Write a thesis that describes
- how the process went,
- what your design alternatives were (and which you picked and why),
- what was most difficult and how you solved it, and
- what the most important limitations of the resulting language are.

Starting points: SE Theories

The theories mentioned in [HanSjoDyb07]
Software engineering articles the title of which contains the terms "theory" or "grounded theory".
The set of theories brought (by the organizers) into Dagstuhl seminar 22231 as examples:
Theories or theory fragments in articles named by the participants of said Dagstuhl seminar when asking them.

Starting points: SE Ontologies

[AlmGomCru06], Section 7 (about research methods, not theories)
SEON, as well as [BorAlmPer16], an article about SEON, and articles that cite it
The three SE taxonomy articles cited in Stephanie Hohenberg's Master thesis

Literature

[AlmGomCru06] Jorge Calmon de Almeida Biolchini, Paula Gomes Mian, Ana Candida Cruz Natali, Tayana Conte, Guilherme Horta Travassos: Scientific research ontology to support systematic review in software engineering, Advanced Engineering Informatics 21:133–151, 2007.

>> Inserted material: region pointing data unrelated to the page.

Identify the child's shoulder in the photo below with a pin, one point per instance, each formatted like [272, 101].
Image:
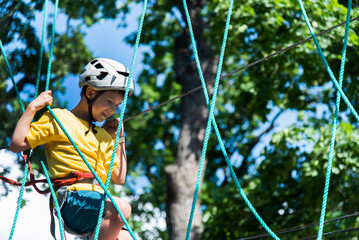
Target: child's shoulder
[60, 113]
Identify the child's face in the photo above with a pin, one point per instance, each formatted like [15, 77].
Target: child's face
[106, 105]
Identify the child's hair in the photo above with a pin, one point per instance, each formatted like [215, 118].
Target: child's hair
[83, 91]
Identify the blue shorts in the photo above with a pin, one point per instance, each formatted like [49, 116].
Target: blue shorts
[80, 210]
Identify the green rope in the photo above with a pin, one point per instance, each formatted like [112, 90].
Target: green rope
[90, 168]
[11, 76]
[26, 167]
[211, 116]
[336, 84]
[217, 131]
[42, 48]
[332, 140]
[124, 104]
[51, 46]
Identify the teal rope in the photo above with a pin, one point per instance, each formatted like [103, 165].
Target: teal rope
[339, 93]
[26, 168]
[124, 104]
[11, 76]
[336, 84]
[332, 140]
[53, 194]
[53, 31]
[90, 168]
[19, 200]
[51, 46]
[42, 48]
[210, 118]
[217, 131]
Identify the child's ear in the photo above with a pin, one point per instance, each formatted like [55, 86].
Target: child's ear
[90, 92]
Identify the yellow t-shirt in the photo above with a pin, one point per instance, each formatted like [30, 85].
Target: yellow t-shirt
[62, 156]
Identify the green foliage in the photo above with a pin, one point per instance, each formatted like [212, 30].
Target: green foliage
[286, 183]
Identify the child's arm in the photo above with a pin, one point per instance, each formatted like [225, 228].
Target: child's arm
[119, 174]
[18, 141]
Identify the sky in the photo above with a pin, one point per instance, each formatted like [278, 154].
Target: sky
[105, 40]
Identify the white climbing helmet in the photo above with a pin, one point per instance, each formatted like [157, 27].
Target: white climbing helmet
[106, 74]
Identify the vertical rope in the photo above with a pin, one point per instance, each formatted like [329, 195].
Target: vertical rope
[233, 174]
[210, 118]
[42, 48]
[332, 77]
[26, 167]
[51, 46]
[123, 108]
[332, 140]
[11, 77]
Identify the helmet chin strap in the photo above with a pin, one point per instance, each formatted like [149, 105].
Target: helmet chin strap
[90, 103]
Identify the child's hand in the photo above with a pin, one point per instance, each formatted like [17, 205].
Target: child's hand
[111, 126]
[42, 100]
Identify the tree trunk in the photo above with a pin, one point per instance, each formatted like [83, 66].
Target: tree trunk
[181, 177]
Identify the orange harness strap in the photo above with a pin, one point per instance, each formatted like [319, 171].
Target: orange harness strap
[69, 179]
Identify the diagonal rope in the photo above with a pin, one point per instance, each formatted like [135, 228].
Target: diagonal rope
[26, 167]
[330, 72]
[42, 48]
[238, 70]
[210, 117]
[123, 108]
[332, 141]
[216, 128]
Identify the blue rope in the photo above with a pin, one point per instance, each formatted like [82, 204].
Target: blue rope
[332, 140]
[332, 77]
[11, 76]
[42, 48]
[51, 46]
[211, 116]
[124, 104]
[217, 131]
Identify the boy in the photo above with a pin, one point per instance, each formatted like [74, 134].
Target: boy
[103, 84]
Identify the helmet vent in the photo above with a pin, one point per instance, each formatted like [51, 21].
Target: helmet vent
[99, 65]
[126, 74]
[102, 75]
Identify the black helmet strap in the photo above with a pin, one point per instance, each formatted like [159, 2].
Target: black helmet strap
[90, 103]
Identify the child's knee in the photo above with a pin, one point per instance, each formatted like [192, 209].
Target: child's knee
[123, 205]
[126, 209]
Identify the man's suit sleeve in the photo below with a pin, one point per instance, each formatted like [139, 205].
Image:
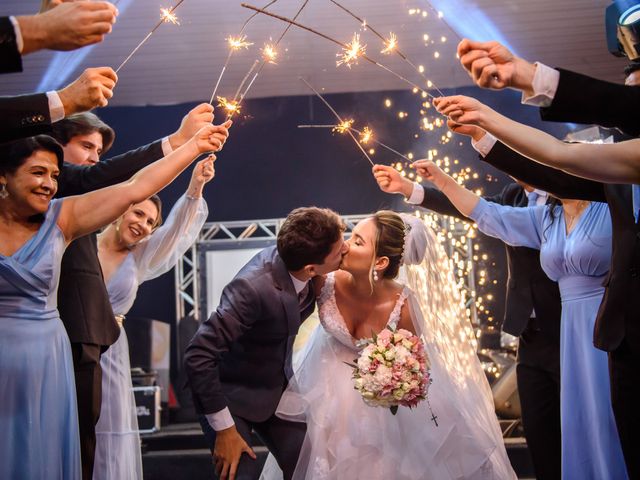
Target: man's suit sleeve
[239, 308]
[76, 180]
[24, 116]
[551, 180]
[10, 58]
[583, 99]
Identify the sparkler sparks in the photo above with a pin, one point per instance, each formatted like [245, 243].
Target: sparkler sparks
[236, 43]
[366, 135]
[167, 16]
[269, 53]
[390, 45]
[232, 107]
[351, 52]
[343, 127]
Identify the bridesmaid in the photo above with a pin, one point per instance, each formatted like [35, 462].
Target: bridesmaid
[38, 417]
[574, 240]
[127, 260]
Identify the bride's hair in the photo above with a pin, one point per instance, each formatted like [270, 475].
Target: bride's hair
[390, 232]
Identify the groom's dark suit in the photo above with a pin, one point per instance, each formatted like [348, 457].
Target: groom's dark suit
[240, 357]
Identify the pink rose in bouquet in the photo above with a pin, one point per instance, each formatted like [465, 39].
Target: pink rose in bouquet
[392, 370]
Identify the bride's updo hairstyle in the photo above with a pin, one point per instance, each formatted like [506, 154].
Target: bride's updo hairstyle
[390, 231]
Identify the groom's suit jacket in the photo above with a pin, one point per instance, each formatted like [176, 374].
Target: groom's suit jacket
[240, 357]
[528, 287]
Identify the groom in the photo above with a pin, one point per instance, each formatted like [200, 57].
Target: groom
[239, 361]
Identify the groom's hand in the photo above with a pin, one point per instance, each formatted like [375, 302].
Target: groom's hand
[227, 452]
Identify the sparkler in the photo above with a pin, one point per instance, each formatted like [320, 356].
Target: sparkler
[341, 122]
[390, 44]
[230, 54]
[166, 16]
[269, 53]
[345, 47]
[347, 125]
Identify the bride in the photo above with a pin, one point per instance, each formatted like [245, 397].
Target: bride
[455, 434]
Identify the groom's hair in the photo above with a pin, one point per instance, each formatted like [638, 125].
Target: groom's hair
[307, 236]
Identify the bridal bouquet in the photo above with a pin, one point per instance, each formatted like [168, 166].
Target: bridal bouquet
[392, 370]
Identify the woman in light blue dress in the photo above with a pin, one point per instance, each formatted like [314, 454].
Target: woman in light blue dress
[575, 250]
[132, 251]
[38, 417]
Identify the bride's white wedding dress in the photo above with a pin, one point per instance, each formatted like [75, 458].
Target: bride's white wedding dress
[347, 439]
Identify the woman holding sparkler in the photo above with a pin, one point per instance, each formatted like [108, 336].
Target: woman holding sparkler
[37, 403]
[132, 250]
[454, 433]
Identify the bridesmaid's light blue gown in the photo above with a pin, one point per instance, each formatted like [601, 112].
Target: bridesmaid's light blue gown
[579, 262]
[39, 437]
[118, 455]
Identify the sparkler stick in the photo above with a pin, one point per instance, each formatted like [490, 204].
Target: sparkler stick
[336, 127]
[390, 43]
[226, 63]
[339, 119]
[350, 52]
[166, 17]
[268, 56]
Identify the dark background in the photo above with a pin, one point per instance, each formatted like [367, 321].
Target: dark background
[269, 166]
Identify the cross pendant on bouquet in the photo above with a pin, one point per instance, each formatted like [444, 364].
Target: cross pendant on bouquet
[434, 418]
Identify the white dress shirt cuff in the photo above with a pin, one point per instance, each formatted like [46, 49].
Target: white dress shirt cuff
[18, 34]
[220, 420]
[166, 146]
[545, 84]
[417, 195]
[485, 144]
[56, 109]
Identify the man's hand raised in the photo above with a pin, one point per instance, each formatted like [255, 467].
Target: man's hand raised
[92, 89]
[227, 451]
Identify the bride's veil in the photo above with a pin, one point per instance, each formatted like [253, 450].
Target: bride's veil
[441, 319]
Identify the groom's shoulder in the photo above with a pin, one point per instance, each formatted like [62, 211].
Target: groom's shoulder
[260, 266]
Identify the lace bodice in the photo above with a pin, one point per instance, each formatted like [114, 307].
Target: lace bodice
[333, 322]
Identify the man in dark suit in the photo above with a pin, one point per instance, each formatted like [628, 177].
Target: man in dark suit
[83, 301]
[571, 97]
[239, 361]
[532, 313]
[64, 26]
[34, 114]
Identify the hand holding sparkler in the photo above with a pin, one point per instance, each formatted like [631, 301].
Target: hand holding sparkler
[67, 26]
[92, 89]
[390, 180]
[209, 138]
[193, 121]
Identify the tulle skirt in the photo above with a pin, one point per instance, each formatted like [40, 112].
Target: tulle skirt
[118, 455]
[347, 439]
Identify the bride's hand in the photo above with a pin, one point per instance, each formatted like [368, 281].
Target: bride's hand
[462, 110]
[211, 138]
[428, 170]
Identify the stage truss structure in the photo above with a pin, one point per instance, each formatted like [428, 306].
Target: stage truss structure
[190, 272]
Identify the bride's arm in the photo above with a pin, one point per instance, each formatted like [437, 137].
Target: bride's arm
[610, 163]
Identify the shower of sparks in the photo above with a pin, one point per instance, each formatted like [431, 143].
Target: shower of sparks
[168, 16]
[366, 135]
[269, 53]
[230, 106]
[351, 52]
[343, 127]
[390, 45]
[236, 43]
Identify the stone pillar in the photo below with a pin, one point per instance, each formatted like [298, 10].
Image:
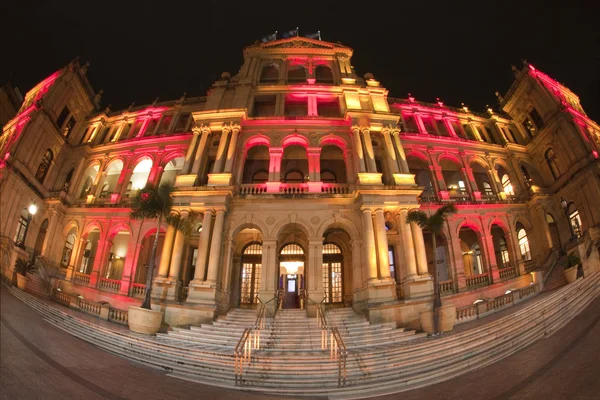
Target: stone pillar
[189, 156]
[214, 260]
[202, 258]
[370, 156]
[408, 245]
[382, 244]
[420, 252]
[370, 252]
[358, 150]
[391, 153]
[200, 151]
[219, 161]
[165, 256]
[231, 151]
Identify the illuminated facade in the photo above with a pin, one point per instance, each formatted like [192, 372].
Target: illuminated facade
[298, 175]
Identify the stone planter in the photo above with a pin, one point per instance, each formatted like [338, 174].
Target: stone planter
[142, 320]
[447, 317]
[22, 281]
[571, 274]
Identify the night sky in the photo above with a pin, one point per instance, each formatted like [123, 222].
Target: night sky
[457, 53]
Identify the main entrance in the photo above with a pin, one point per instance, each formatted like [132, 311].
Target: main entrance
[291, 275]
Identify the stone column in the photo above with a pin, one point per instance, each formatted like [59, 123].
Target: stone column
[370, 252]
[370, 156]
[219, 161]
[214, 260]
[200, 151]
[420, 252]
[391, 153]
[165, 256]
[231, 151]
[202, 258]
[401, 154]
[358, 150]
[189, 156]
[382, 244]
[408, 245]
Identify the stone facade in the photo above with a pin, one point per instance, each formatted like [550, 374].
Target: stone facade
[297, 176]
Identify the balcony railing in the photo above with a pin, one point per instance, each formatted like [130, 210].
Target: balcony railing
[110, 284]
[478, 280]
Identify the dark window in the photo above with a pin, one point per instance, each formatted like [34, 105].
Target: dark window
[323, 75]
[21, 229]
[182, 121]
[42, 170]
[296, 107]
[552, 164]
[328, 108]
[264, 106]
[537, 119]
[269, 74]
[62, 117]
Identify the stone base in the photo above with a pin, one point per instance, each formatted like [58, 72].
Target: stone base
[418, 287]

[BorAlmPer16] Borges Ruy, Almeida Falbo, Perini Barcellos, Dornelas Costa, Guizzardi: SEON: A software engineering ontology network. In European Knowledge Acquisition Workshop (pp. 527-542). Springer, 2016.

[HanSjoDyb07] Hannay, Jo E., Dag IK Sjoberg, and Tore Dyba: A systematic review of theory use in software engineering experiments, IEEE Transactions on Software Engineering 33(2), 2007.